Randa, Brooks and their colleague San (Tian Jing) are soon accompanied by a military unit led by Packard (Samuel L. Jackson), whose most notable soldiers include the nonplussed Cole (Shea Whigham), the excitable Mills (Jason Mitchell), and the resolute Chapman (Toby Kebbell). The unit is joined by battle-tested civilian photographer Mason Weaver (Brie Larson) and experienced tracker James Conrad (Tom Hiddleston), the latter hired for a princely sum by Randa and Brooks.

Flying to the island through thick storms and dark clouds in a fleet of helicopters, the explorers begin dropping charges to test a theory put forth by Randa and Brooks — something about the island’s surface and what may lie below it — and before anyone knows what’s happening, an angry, roaring Kong shows up, prompting the antsy soldiers to make the unwise decision to fly right at him.

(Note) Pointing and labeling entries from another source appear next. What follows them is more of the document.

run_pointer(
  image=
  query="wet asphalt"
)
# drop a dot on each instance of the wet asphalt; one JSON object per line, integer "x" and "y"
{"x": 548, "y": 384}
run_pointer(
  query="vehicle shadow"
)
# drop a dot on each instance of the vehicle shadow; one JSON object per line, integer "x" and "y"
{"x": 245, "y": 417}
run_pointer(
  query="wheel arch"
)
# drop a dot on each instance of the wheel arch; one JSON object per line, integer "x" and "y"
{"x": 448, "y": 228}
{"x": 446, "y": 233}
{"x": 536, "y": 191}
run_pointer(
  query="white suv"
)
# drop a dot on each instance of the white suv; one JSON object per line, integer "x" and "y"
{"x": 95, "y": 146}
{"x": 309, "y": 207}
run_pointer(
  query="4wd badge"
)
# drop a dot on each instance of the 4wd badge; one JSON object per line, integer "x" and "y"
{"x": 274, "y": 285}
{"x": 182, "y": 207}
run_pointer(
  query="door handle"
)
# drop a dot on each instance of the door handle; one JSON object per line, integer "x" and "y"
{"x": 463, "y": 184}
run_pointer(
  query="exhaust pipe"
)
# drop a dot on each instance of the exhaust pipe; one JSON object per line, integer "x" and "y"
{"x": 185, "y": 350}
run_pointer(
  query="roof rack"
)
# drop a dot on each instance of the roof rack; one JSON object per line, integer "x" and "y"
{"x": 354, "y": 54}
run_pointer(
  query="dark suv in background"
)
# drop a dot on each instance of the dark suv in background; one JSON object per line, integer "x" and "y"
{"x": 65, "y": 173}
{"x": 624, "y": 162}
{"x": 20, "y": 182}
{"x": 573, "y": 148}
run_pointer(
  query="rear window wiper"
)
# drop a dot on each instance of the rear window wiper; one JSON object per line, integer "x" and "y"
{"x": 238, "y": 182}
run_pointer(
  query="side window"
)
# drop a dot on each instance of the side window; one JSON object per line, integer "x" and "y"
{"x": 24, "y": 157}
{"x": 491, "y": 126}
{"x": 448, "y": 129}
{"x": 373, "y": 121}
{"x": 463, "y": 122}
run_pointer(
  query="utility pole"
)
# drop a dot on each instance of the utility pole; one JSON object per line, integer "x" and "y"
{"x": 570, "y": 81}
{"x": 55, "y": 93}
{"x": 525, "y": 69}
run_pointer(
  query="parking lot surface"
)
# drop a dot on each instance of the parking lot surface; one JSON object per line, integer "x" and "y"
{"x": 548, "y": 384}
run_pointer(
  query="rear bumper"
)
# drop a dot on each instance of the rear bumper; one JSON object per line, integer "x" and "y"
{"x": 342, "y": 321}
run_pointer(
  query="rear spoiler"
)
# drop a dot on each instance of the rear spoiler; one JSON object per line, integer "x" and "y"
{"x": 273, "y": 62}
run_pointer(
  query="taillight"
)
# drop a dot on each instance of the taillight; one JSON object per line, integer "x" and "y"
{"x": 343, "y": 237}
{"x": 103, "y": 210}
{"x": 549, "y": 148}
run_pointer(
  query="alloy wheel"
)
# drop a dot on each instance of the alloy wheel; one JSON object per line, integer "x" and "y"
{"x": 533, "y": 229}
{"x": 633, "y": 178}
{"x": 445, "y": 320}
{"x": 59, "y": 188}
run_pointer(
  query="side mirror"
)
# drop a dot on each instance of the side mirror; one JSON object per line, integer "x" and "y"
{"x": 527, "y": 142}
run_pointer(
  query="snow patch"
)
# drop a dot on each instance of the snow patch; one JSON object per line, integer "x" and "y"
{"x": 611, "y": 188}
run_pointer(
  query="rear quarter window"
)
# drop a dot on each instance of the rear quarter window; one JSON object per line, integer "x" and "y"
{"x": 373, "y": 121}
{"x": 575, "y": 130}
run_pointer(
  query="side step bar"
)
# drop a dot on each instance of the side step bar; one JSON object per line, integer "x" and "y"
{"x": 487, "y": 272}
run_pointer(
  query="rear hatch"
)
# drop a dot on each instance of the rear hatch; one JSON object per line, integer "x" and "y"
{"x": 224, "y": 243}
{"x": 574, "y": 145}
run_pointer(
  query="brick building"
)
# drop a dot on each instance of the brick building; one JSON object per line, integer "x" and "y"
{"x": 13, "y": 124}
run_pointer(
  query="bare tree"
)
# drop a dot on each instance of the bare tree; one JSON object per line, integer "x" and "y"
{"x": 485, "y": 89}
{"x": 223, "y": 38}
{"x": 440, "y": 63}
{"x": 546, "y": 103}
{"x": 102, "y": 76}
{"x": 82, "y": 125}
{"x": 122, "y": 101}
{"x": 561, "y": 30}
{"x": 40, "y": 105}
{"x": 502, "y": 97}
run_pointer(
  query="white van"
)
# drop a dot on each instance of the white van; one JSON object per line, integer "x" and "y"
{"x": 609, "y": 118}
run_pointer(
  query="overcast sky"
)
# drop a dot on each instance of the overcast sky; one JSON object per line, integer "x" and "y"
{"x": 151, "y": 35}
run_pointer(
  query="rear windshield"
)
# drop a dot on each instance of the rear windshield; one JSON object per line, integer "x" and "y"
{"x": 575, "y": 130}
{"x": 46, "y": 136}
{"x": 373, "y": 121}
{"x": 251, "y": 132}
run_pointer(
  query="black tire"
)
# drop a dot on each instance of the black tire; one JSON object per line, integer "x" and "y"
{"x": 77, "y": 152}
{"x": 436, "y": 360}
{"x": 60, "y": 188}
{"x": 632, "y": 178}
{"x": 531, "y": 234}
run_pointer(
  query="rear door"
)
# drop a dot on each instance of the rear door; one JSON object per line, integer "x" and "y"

Kong, no doubt thankful that he doesn’t have to chase them down, makes quick work of all the pesky helicopters and many of the nameless soldiers. Thus ends Act I of the three-act Kong: Skull Island.

Four writers are credited for the movie — story by John Gatins, screenplay by Dan Gilroy, Max Borenstein, Derek Connolly — and the premise holds out the possibility of a strikingly different experience. But the execution falls short; for example, the humor that is scattered throughout Act I, for example, arrives at timely intervals yet lacks true wit.

The military men, who have been serving in Vietnam for years and should be happy to have survived and eager to get home, are neither; they’re just itching for another fight, one that they can somehow “win,” unlike the exhausting war that they’re “lost.” The same is true for the tracker, the photographer, and the scientists; they’re distinguished by their professions, not by their personalities.
The movie is overstuffed with so many characters that they’re all reduced to stereotypes, and the actors are mostly defeated by the requirements of the monster scenario; they know they are mere fodder for the elaborate action sequences, nearly all enhanced by visual effects to accommodate the gigantic Kong.

Kong is such a huge, dominant character that it’s impossible to conceive of defeating him, at least from the standpoint of rational human behavior; it’s like staring at a 10-story building and imagining that you can take it down by shouting at it.

Director Jordan Vogt-Roberts, who previously made the appealing indie The Kings of Summer, as well as helming a number of television episodes, brings all the personality of a traffic cop to the proceedings, perhaps overwhelmed by the scale of the production. On this type of movie, keeping to the budget and the schedule are apparently of higher priority than anything else, resulting in a movie that makes little impact despite the thunderous effects.

The film opens in theaters throughout Dallas on Friday, March 10.